Anyone suffering from manic-depression will tell you that the manic phase of the dysfunction is wonderful. Foods taste better. People look lovely. You’re super productive and optimism
rules.  But you pay with the flip side. And the depths of depression that you sink to are debilitating.  Manic happiness and debilitating depression are not the kind of happiness and sadness that lead to happiness and well-being.  It’s the wrong kind of sadness. But debilitating depression can be brought on for other reasons. An overwhelming shock when you do not have the resources or support to deal with it can bring on depression. Sometimes an insignificant event will trigger depression when a bigger event in your past was never processed.  Whatever the case, if you are suffering from depression and do not have the resources or support to work through it, then often talk therapy combined with medication prescribed by your doctor can play an important role in finding a path to happiness.

More Ways Not to be Happy

Pollyannaism is another happiness trap. If you can only see the bright side, you probably lack some basic survival skills. If all humans were like that, we probably would not have survived as a species. The Dalai Lama is sometimes quoted as giving the example of a person seeing a grizzly bear in the woods. The foolishly happy person will assume it's a big teddy bear, and poses no threat. A sane person would not be happy about seeing that bear, and keep way.

We are programmed with the tendency to search for danger in an unknown situation. Our naturaldisposition is to see the dark side of things. There is a reason for this. A hundred or
ten thousand years ago, it made a lot more sense to assume the dark shadowy figure lurking up the path is a threat and proceed with caution – or turn and run – than to blithely go along a dangerous alley assuming everything is awesome. You know this on an instinctual level. And if you have a friend who is a Pollyanna, you probably find her annoying mostly because she seems incapable of taking care of herself in the face of obvious – at least to you - danger. 
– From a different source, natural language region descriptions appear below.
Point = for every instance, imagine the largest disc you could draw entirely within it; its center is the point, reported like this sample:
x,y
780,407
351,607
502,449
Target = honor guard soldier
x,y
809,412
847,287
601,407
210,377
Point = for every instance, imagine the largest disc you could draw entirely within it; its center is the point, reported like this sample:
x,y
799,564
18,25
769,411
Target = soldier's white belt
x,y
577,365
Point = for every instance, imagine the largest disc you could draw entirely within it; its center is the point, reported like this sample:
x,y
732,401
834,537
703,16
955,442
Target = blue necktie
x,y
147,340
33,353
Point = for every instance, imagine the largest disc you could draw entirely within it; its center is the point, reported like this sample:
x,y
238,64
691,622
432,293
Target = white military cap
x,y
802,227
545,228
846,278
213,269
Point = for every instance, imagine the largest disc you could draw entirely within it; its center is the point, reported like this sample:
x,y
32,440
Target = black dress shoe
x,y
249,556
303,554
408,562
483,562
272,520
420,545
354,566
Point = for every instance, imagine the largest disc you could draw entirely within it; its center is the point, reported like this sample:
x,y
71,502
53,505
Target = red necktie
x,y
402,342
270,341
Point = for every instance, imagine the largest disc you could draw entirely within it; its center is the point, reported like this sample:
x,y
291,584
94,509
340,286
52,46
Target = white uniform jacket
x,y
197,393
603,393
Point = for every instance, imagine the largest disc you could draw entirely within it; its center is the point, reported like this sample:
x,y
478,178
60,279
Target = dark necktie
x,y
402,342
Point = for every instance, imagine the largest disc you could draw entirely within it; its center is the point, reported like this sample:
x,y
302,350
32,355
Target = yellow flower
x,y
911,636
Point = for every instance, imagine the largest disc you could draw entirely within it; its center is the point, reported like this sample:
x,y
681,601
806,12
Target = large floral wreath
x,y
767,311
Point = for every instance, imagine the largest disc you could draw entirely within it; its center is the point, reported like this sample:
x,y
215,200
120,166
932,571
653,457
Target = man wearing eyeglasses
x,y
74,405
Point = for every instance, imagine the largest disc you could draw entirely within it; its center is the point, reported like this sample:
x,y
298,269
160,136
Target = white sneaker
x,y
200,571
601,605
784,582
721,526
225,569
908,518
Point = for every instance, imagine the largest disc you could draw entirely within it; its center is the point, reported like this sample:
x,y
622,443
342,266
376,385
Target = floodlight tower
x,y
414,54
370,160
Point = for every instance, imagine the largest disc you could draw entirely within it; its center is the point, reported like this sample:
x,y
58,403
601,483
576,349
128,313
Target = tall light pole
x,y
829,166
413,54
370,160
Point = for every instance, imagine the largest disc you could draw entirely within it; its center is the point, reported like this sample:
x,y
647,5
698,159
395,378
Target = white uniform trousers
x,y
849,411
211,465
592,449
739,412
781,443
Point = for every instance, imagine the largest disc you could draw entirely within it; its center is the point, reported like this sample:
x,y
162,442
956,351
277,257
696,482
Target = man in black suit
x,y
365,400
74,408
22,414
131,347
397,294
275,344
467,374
Besides being annoying, a person who is too happy may also lack imagination, motivation and may not be very good at whatever it is they do.

What Happiness Is

There is no definitive answer to the question of what happiness is.  There are working definitions, and these are informed by the values and goals of the person making the definition.  For my board, me, and this project, our goals are the sustainability, resilience and wellbeing of all beings on our planet. This means we define happiness multi-dimensionally.  With the Gross National Happiness Index we looked at dimensions of happiness, and by doing this, we link a person’s happiness to others and to the environment. Here are some examples of the kinds of questions the survey asks:

     To what extent to you feel your life is worthwhile?
     Are you optimistic about your future?
     Do you have enough money to buy what you want?
     How satisfied are you with your work?
     What is the state of your health, ranging from poor to excellent?
     How much of your time do you spend doing things you enjoy?
     How safe do your feel in your city?
     Do people in your life care about you?
     Do you have a sense of belonging to your local community?
     Are you satisfied with the opportunities to develop your skills through informal education?
     How healthy is your environment?
     How satisfied are you with the job being done by local government officials?

The intent is that, by pondering all these different aspects of happiness, a person will see how the wellbeing of others, the state of the conditions in their life and their own feelings and sense of the worthiness of their life all fit together.  It’s a big goal, and not at all easy to explain in a sound bite. Instead, we chunk it – divide it into small bits and take small steps. One of those is re-defining happiness to include sadness.